Florida Ports Council President & CEO Doug Wheeler provided the following statement regarding today’s legislative action on Senate Bill 426.
“The Florida Senate Transportation Committee today advanced SB 426 after amending the bill to remove some of the unintended consequences which would have broadly preempted local government ownership of Florida’s 15 deep water seaports – a governance model that has been in place since before Florida’s 1845 statehood.
“The Florida Ports Council thanks Senator Jim Boyd for his willingness to seek a solution that protects Florida’s seaports governance structure, while also protecting international maritime commerce. However, we remain concerned the bill negatively impacts four municipal ports, restricting their ability to recruit new cruise ship port activity that would generate additional economic opportunities.
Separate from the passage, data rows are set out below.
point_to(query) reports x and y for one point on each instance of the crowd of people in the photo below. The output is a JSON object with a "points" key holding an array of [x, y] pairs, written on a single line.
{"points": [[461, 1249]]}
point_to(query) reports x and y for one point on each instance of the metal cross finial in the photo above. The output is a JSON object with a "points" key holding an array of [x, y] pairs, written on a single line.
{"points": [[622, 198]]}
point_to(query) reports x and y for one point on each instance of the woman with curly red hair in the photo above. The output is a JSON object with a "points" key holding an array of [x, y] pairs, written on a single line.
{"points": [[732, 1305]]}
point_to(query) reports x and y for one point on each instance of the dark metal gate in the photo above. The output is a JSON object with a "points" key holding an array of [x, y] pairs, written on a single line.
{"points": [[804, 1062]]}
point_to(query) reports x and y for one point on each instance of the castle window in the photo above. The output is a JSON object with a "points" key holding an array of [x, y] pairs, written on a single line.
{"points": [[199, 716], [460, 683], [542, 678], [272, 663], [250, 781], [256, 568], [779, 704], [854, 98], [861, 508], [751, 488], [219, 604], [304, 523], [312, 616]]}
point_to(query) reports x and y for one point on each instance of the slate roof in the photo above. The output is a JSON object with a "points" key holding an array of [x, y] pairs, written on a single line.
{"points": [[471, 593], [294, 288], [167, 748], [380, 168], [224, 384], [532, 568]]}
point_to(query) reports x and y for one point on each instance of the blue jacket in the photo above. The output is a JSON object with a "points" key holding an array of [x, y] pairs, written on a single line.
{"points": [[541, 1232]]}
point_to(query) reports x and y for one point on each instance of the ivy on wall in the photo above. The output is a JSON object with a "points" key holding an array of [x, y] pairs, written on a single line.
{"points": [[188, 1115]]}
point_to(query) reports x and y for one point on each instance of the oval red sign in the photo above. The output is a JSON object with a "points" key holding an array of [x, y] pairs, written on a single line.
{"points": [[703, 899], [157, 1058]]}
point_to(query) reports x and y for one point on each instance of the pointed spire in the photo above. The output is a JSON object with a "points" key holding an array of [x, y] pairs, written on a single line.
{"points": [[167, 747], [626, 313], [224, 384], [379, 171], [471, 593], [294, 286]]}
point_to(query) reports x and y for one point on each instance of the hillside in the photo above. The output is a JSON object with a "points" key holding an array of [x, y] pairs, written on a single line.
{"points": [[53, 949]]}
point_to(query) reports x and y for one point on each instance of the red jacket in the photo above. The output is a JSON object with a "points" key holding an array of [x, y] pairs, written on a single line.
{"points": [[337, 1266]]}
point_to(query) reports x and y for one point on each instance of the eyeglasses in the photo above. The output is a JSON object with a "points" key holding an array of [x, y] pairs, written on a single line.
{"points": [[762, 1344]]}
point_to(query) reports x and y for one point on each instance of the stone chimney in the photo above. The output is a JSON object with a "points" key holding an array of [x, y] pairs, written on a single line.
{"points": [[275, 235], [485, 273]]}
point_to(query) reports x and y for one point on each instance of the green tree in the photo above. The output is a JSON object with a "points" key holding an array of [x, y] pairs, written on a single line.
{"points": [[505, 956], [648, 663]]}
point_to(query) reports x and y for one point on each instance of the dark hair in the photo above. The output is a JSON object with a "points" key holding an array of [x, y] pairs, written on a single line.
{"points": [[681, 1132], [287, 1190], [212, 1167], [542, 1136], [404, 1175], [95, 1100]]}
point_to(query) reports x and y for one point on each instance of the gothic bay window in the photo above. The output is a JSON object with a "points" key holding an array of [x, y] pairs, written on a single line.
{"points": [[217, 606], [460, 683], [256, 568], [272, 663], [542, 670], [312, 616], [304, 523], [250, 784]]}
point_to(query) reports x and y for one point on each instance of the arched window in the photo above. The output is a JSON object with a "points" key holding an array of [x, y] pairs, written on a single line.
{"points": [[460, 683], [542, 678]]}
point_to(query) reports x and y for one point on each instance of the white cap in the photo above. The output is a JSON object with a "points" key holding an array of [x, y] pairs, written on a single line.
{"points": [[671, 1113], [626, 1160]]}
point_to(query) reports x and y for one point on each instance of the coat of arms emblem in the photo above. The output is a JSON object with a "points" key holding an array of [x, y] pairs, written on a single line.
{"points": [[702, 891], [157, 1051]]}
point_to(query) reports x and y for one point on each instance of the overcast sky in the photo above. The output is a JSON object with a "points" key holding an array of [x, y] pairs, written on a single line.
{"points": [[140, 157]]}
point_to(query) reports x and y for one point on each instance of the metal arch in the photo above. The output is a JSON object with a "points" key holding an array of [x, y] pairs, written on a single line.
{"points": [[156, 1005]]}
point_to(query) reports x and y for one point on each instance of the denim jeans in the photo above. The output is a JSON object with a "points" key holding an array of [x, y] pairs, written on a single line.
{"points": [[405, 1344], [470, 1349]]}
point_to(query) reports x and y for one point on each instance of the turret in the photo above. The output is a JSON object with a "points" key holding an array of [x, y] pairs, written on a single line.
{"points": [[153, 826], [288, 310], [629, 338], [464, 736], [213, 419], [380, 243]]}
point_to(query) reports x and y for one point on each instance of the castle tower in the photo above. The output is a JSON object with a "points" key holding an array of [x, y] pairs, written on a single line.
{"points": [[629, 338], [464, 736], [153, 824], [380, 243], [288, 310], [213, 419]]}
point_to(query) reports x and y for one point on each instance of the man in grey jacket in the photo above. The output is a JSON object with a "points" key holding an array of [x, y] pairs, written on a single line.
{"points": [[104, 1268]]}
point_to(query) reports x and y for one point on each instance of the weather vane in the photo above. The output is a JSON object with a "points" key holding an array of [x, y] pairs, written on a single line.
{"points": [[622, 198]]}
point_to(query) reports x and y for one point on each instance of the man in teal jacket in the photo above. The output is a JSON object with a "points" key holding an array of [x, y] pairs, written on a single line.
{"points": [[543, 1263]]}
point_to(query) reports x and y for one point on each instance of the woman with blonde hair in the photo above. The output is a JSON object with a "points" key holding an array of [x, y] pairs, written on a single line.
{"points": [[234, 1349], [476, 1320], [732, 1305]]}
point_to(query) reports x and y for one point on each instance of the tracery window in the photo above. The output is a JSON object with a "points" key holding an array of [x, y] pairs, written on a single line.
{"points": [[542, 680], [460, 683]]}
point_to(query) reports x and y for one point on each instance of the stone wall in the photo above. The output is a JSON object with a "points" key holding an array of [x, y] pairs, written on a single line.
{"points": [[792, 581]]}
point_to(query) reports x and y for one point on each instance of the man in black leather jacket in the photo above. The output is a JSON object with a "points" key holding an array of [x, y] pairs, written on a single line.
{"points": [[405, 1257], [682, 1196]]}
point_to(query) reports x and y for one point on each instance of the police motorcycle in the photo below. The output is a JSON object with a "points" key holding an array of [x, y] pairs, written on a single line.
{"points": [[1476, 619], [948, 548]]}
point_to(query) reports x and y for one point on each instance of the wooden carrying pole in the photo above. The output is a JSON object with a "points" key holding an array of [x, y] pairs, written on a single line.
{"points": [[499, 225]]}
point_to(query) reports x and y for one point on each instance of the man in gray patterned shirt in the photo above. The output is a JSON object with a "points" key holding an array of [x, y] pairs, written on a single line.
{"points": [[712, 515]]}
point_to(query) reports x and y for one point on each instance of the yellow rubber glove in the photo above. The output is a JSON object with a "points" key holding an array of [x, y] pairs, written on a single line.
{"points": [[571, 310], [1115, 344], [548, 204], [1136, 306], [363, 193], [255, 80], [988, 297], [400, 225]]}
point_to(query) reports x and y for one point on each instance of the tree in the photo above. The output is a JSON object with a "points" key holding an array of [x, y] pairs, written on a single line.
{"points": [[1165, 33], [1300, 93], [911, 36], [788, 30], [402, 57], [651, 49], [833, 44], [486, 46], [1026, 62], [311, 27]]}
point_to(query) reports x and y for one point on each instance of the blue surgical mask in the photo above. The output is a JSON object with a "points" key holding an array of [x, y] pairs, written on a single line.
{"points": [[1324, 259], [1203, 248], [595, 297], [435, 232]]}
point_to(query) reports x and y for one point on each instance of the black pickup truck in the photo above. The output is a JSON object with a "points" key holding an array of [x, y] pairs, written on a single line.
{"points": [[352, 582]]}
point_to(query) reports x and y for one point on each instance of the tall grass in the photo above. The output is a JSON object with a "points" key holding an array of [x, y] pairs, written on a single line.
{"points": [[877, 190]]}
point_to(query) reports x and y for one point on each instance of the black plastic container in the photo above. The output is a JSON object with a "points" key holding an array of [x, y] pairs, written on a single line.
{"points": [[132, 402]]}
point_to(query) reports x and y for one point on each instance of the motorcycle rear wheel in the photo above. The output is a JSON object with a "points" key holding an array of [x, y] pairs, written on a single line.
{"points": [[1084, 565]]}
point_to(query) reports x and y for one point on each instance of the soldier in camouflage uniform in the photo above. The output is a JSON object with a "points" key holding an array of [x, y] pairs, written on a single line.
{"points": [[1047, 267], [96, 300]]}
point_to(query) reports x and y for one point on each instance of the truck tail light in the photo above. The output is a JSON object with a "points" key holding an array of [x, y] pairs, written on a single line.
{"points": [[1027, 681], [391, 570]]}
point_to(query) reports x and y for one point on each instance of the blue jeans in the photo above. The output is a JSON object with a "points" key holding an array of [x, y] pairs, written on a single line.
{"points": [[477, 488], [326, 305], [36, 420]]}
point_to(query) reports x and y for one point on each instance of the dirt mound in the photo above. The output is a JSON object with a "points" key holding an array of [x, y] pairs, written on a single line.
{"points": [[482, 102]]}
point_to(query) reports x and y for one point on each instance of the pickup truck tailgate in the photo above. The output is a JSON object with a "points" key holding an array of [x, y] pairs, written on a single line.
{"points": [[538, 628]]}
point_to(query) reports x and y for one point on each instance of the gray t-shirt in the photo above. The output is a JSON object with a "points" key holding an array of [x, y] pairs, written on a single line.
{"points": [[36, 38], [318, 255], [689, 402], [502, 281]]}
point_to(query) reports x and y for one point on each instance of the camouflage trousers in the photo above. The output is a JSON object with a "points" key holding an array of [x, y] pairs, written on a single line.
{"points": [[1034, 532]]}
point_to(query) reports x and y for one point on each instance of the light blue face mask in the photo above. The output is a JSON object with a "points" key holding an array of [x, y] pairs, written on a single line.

“As this bill, and its companion HB 267 continue to move through the legislative process, we look forward to working with lawmakers to help ensure that ownership and control of Florida’s 14 deep water seaports remain with their respective local governments.”
FLORIDA’S SEAPORTS ECONOMIC IMPACT:
- 14 deep water seaports.
- Generating 900,000 direct and indirect jobs, and
- $117.6 billion to Florida’s economy through cargo and cruise activities.
- Account for approximately 13 percent of Florida’s GDP, and
- $4.2 billion in state and local taxes.